Nimmt im Einzelfall nicht viel Zeit in Anspruch, summiert sich aber, wenn man es auf alle Klienten und den Monat hochrechnet: So
Nimmt im Einzelfall nicht viel Zeit in Anspruch, summiert sich aber, wenn man es auf alle Klienten und den Monat hochrechnet: Sockenanziehen im Pflegedienst.

30 Euro im Monat allein für das Anziehen von Socken? Dass die Ökumenische Sozialstation Grünstadt eine neue Gebühr einführt, hat Betroffene verärgert. Nun erklären die Chefs der Einrichtung, wie sie auf den Betrag gekommen sind und wofür genau er bezahlt werden muss.
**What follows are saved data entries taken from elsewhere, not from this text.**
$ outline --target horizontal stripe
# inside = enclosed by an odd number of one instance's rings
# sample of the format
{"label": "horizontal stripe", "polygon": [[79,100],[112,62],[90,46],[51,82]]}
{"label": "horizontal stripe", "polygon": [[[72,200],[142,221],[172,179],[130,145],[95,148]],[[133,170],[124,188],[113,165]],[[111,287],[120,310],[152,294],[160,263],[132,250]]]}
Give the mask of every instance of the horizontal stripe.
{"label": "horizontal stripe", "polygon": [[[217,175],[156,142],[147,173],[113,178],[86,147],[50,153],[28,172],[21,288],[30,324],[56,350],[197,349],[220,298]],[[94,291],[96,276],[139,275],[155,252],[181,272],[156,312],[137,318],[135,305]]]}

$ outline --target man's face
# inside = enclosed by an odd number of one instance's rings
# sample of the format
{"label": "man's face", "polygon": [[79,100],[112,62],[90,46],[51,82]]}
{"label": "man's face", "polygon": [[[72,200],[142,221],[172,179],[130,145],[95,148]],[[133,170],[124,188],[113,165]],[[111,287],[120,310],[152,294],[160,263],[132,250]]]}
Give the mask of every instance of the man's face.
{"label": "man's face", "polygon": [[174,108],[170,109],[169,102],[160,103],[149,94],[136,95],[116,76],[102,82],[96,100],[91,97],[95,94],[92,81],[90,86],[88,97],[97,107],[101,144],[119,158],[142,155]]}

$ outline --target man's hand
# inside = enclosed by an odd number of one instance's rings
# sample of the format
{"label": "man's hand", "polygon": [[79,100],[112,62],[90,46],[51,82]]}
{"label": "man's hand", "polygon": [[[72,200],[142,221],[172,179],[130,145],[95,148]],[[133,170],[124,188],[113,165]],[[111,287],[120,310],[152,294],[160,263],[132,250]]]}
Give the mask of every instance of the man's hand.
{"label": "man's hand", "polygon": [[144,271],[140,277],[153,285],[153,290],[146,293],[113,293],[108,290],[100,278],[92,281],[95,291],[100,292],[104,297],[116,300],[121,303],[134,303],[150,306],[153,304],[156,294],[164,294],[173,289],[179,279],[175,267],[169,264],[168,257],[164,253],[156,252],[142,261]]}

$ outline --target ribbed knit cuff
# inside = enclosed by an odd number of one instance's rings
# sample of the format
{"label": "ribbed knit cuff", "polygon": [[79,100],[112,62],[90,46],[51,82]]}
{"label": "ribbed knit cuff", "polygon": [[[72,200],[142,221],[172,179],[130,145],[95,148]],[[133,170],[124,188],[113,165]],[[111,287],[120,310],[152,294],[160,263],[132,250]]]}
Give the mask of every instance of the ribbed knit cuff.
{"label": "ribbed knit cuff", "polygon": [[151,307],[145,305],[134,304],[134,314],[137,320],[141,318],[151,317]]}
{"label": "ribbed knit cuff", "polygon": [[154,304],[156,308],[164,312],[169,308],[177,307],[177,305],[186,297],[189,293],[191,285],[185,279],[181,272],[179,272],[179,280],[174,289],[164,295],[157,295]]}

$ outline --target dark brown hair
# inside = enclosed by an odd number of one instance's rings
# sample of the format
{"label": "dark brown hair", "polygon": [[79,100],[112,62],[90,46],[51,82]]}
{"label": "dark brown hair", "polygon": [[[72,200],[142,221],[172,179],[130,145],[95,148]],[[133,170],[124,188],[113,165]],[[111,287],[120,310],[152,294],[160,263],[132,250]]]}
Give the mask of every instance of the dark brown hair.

Kassiert die Ökumenische Sozialstation in Grünstadt jetzt 30 Euro mehr pro Monat für Sockenanziehen? Diesen Eindruck hat ein Informationsschreiben der Evangelischen Diakonissenanstalt Speyer, des Trägers der Sozialstation, bei manchen Empfängern hinterlassen – und damit für einigen Unmut gesorgt. Eine Frau aus der Verbandsgemeinde Leiningerland etwa meint: Es sei doch lächerlich, für so etwas extra Geld zu verlangen. Und sie äußert die Befürchtung: „Demnächst wird noch die Öffnung der Tür oder der Treppenaufstieg berechnet.“

Anruf beim Chef

In einem Fall ist der Ärger auch beim Sozialstations-Leiter Jörg Gaißer angekommen. „Es hat mich eine Angehörige einer Klientin angerufen und nachgefragt“, erzählt er. „Sie meinte, dass die Zusatzkosten von 30 Euro pro Monat für eine Zwei-Minuten-Tätigkeit – mehr werde sicher nicht zum Sockenanziehen benötigt – doch übertrieben seien.“ Also habe er ihr geklärt, dass es nicht nur um zwei Minuten gehe. Und er habe ihr erläutert, wofür genau die Zusatzkosten überhaupt berechnet werden.

Denn: Wer eine ärztliche Verordnung für Kompressionsstrümpfe hat, bekomme diese auch vom Personal angezogen. Auf Kassenleistung und ohne Zuzahlung – daran werde nicht gerüttelt, versichert Gaißer. Und Carolin Defland, die betriebswirtschaftliche Leiterin der Sozialstation, berichtet: Es gibt Klienten, die praktisch nur Hilfe beim Anziehen der Kompressionsstrümpfe brauchen und sonst ihren Tagesablauf noch selbstständig gestalten können. „Aber es gibt auch die Klienten, die morgens und abends zusätzliche Hilfe beim An- und Ausziehen von Socken, Strumpfhosen und Schuhen brauchen, und da helfen wir dann auch.“

Zehn Minuten pro Tag

Die zusätzlichen Kosten bezögen sich genau darauf, sagt Gaißer. Er rechnet vor: Pro betroffener Person würden für solche Aufgaben rund zehn Minuten pro Tag benötigt. Hochgerechnet auf die Woche seien das mindestens 60 Minuten, im Monat also vier Stunden Mehrarbeit pro Klient. „Dafür haben wir einen Pauschalbetrag von 30 Euro berechnet“, berichtet der Leiter der Sozialstation. Er versichert: Damit solle die zusätzliche Arbeitszeit gar nicht vollständig finanziert werden. Man habe vielmehr einen Mittelwert gesucht, der für beide Parteien erträglich sei.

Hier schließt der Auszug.